The shock was almost overwhelming; the more so for its truth, and he
almost missed what the Panarch said next.

“And so I give you your life.”

“What?”

Instead of answering him, Gelasaar asked: “How far to
Gehenna?”

Anaris stared. “About thirty hours.”

The Panarch let out his breath and spread his hands on his
knees. “Good. You were astonished, you said, at how little there was in the
Palace computers about Gehenna. That is because the key to the Gehenna system
has never been committed to the DataNet—it exists only in hard copy and the
memories of a very few of us.” He motioned to the dirazh’u lying limply in
Anaris’s hands. “It is ironic, the Dol’jharian belief in a destiny determined
by knots, for it is the Knot that guards Gehenna.”

Anaris heard the capitalization of the noun.

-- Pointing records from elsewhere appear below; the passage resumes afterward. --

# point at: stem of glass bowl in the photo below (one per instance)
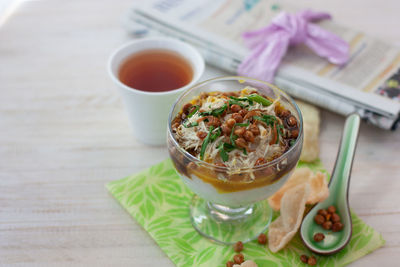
(227, 225)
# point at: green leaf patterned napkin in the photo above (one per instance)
(158, 200)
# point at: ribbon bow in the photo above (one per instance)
(268, 45)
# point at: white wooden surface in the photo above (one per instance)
(64, 134)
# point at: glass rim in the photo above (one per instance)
(227, 78)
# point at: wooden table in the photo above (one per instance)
(64, 135)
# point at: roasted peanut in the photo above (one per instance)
(337, 226)
(291, 121)
(259, 161)
(239, 131)
(238, 246)
(201, 135)
(213, 121)
(335, 217)
(249, 136)
(327, 225)
(318, 237)
(294, 133)
(230, 122)
(319, 219)
(331, 209)
(240, 142)
(322, 212)
(243, 112)
(235, 108)
(254, 129)
(186, 108)
(226, 130)
(237, 117)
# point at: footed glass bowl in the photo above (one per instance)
(231, 207)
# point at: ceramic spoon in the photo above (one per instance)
(338, 197)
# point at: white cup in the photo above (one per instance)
(148, 111)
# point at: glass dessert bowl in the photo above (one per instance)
(234, 142)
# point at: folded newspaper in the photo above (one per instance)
(368, 84)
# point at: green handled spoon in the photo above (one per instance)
(338, 197)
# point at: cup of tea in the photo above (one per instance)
(151, 73)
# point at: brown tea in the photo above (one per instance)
(156, 71)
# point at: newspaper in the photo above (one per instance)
(368, 84)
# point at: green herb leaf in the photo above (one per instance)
(189, 125)
(205, 143)
(234, 102)
(259, 99)
(224, 156)
(196, 108)
(215, 112)
(215, 135)
(241, 124)
(268, 119)
(228, 147)
(242, 99)
(279, 131)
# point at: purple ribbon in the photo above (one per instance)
(268, 45)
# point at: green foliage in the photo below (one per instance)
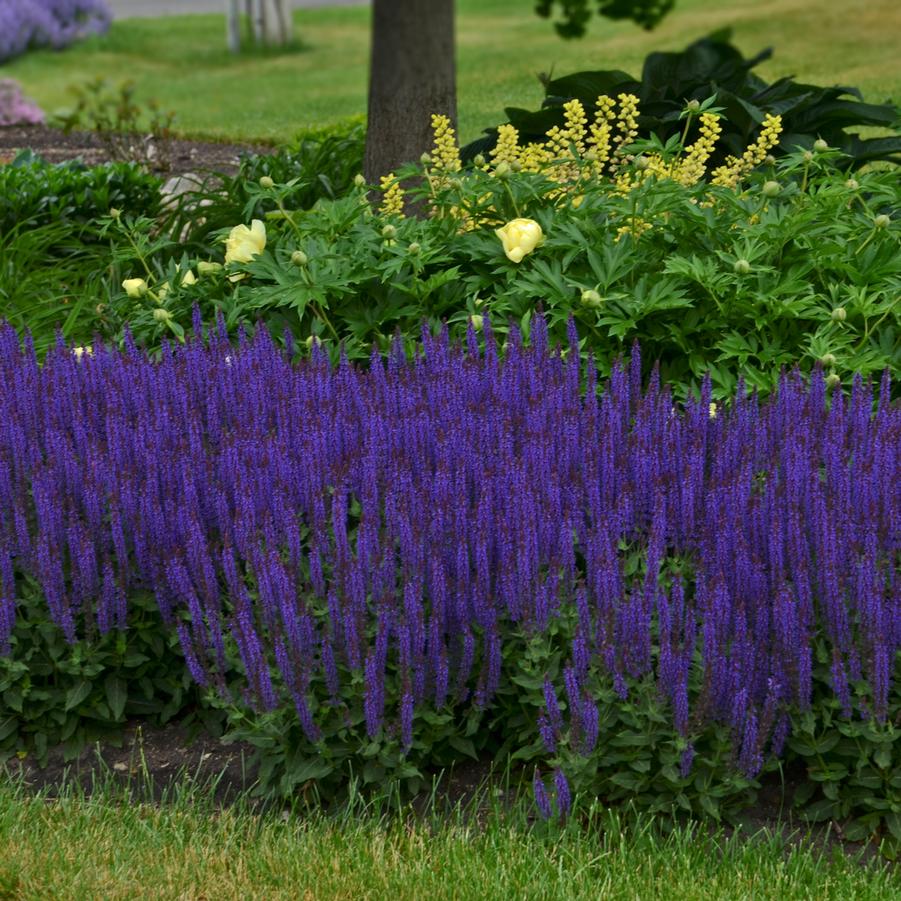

“A fracture in fivespace, some
thirty light-minutes in extent, left over from the first few seconds of
Creation and somehow anchored by Gehenna’s sun. I do not understand the physics
of it. I only know the Gehenna system must be approached along the plane of the
ecliptic, and even then, it is extremely dangerous to use the fiveskip. Ships
attempting any other approach are never seen again.”

The Panarch smiled, and Anaris knew he’d let his
astonishment show.

“There are no guard ships, no
weapons—the orbital monitor is unarmed. The guardian of Gehenna is Totality
itself.”

Instinctively Anaris
turned back to the strategic display, still running the projection of ship
movements throughout the Thousand Suns. Three thoughts rang like tocsins in his
mind.

I was under judgment,
and
Once again, we underestimated
the Panarchists.
It could be a trick, but he knew it wasn’t. Morrighon had told
him how frantically, and futilely, Fasthand had been seeking data on Gehenna. It
all fit together. How dangerously simple, to preserve a secret merely by
leaving it on paper!

And the third
 . . .
He turned back to Gelasaar. “You knew all along that Brandon was going to run.”

“I had my hopes,” Gelasaar said
tranquilly. “That Brandon, denied a place in the system from within, might find
a way to preserve it from without, after I was gone. I saw to it that he had
the means to learn if he so willed. And an avenue of escape. He used both.”

Anaris swiped the console dark with a strike of his hand,
then faced the older man. And even though he knew the answer, he asked the
question, anyway: “Why are you telling me this?” He tabbed the console to
summon Morrighon; he would have to notify Fasthand immediately.